Le temperature rigide ad alta quota. Gli abissi marini dove far riposare le uve, o direttamente le bottiglie. E poi ancora, i cunicoli di un’antica miniera d’argento, e ovviamente il legno di grandi botti o barrique, l’acciaio, l’anfora, le vasche in cemento o il cocciopesto. Le vie per affinare un vino sono infinite. In alcuni casi arrivano dalle tradizioni antiche, e in altri sono vere sperimentazioni.
Non sempre però serve un contenitore speciale, o magiche ambientazioni. Per Peppe Vessicchio, musicista, arrangiatore, direttore d’orchestra, compositore è la musica a poter intervenire sull’affinamento per migliorare il vino. Il suo progetto, ideato in collaborazione con Riccardo Iacobone, ceo di due aziende vitivinicole basate in Abruzzo, Rosarubra e Torri Cantine, si chiama Musiké, consta di quattro etichette: Sesto armonico bianco e Sesto armonico rosso a base di Trebbiano d’Abruzzo e Montepulciano d’Abruzzo, poi ci sono Riccardo I, blend di Primitivo e Malvasia nera Igt, e Alfalyr, blend di Chardonnay e Malvasia Igt.
Affinamento armonico-naturale
I vini di Vessicchio, istituzione della musica italiana, vengono sottoposti ad un affinamento in musica armonico-naturale, con brani scelti e composti dal maestro, ormai da anni impegnato in esperimenti che dimostrano quanto la musica influisca positivamente sulla crescita delle piante. Il metodo utilizzato si chiama FREman, e attinge a note specifiche che evolvono i legami e li rendono equilibrati e godibili.
La tecnica di “armonizzazione“ del vino, promossa e attuata dal maestro, ha già contribuito all’affermazione di alcune monovarietà come Barbera, Asprinio, Negroamaro e Grecanico. Si tratta di una sperimentazione agro-musicale che dimostra i benefici apportati ai prodotti naturali, attraverso le frequenze della musica cosiddetta “armonico-naturale”.
Le note inducono il vino alla cosiddetta catalisi ristrutturativa: il vino cerca all’interno di sé stesso le condizioni di equilibrio di legami. Non che il vino cambi nella sua composizione, ma è nel suo gusto che si riscontrerebbero miglioramenti tali da renderne straordinaria persino la longevità.
Al progetto è connesso un aspetto culturale e sociale, perché contribuisce a sostenere un’orchestra giovanile e musicisti di talento che non possono permettersi gli studi.

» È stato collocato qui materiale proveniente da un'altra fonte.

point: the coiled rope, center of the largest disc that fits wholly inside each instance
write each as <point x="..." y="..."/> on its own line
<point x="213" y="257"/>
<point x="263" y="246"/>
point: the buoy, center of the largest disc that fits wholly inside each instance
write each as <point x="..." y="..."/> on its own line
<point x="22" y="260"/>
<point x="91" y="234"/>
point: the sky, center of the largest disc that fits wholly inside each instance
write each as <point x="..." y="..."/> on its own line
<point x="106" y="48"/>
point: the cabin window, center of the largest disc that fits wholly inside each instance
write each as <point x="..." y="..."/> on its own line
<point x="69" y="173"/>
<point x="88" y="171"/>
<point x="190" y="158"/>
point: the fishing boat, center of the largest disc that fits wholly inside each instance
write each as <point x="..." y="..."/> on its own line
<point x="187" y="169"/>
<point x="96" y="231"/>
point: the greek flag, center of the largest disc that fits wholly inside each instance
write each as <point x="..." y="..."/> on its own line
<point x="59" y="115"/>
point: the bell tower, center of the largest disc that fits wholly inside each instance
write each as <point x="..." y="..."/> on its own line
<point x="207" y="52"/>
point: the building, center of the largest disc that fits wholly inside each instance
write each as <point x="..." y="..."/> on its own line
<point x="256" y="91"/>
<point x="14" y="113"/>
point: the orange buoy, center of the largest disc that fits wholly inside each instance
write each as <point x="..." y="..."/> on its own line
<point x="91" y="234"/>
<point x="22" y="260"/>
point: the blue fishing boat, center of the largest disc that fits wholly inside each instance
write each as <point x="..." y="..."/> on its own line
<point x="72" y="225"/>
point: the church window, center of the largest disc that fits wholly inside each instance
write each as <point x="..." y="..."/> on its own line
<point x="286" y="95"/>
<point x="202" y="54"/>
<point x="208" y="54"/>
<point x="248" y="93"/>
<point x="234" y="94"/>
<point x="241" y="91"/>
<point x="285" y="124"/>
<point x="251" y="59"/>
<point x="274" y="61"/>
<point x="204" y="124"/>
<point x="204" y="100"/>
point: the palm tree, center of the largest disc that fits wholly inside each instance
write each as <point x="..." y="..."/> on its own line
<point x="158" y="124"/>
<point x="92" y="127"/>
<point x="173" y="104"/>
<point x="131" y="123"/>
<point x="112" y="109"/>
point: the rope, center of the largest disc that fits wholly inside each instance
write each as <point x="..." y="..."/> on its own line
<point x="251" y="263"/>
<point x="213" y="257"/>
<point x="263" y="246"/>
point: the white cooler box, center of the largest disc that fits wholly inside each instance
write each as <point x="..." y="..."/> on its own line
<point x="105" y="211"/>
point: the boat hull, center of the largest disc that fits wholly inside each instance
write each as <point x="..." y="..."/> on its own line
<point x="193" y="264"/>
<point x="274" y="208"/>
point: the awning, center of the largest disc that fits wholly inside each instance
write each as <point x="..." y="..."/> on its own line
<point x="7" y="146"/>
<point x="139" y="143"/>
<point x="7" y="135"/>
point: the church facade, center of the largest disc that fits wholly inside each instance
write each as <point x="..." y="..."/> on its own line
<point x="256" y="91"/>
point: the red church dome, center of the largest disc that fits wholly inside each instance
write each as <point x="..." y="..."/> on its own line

La musica nel panorama vitivinicolo italiano
Ma di esperimenti musicali, il panorama vitivinicolo italiano ed europeo è puntellato ormai da anni, tanto da essere praticamente impossibile annoverarli tutte.
Tra alcuni esempi, c’è Christoph Ruck, responsabile della cantina del ristorante Römmerts Weinwelt di Volkach, in Baviera, che ha dimostrato le diversità di 900 bottiglie di Müller-Thurgau. Lasciate riposare in recipienti di cemento, metà delle quali sottoposte alle sonorità della musica jazz e l’altra metà di musica pop.
E ancora nel 2016 l’azienda Rocche dei Manzoni ha presentato il primo spumante metodo classico affinato con la musica, il Valentino Brut Cuvée Speciale Door 185th. Chardonnay, pinot nero e pinot meunier di 4 annate, 8 anni sui lieviti, ogni notte per 3 ore sotto le note musicali di Ezio Bosso, compositore, pianista, contrabbassista e direttore d’orchestra italiano, scomparso prematuramente nel 2020.
Cambiando continente, in Cile il winemaker Juan Ledesma ha ideato il progetto Terroir Sonoro, finanziato dal Fondo per l’Innovazione Agricola del Paese, con cui la musica entra nelle botti, durante i 6 mesi di affinamento, e risuona per 24 ore su 24, 7 giorni su 7, con piccoli diffusori inseriti dentro le barriques, ognuna ad una tonalità differente in base alla frequenza vibratoria della stessa barrique.
Tornando in Italia c’è chi la musica l’ha portata direttamente in vigna e ad assorbire le sue influenze sono gli acini di uva. È il caso di Carlo Cignozzi, avvocato, appassionato di musica che nel 2000 ha creato il Paradiso di Frassina, antico podere risalente al Medioevo nella terra del Brunello di Montalcino, dove ha sperimentato gli effetti della musica sulle viti, accompagnando la crescita delle uve con la musica di Mozart. Il progetto è sostenuto da una ricerca scientifica eseguita dalle università di Firenze, Pisa ed Arezzo, ed è valso la definizione dei filari come delle Vigne di Mozart.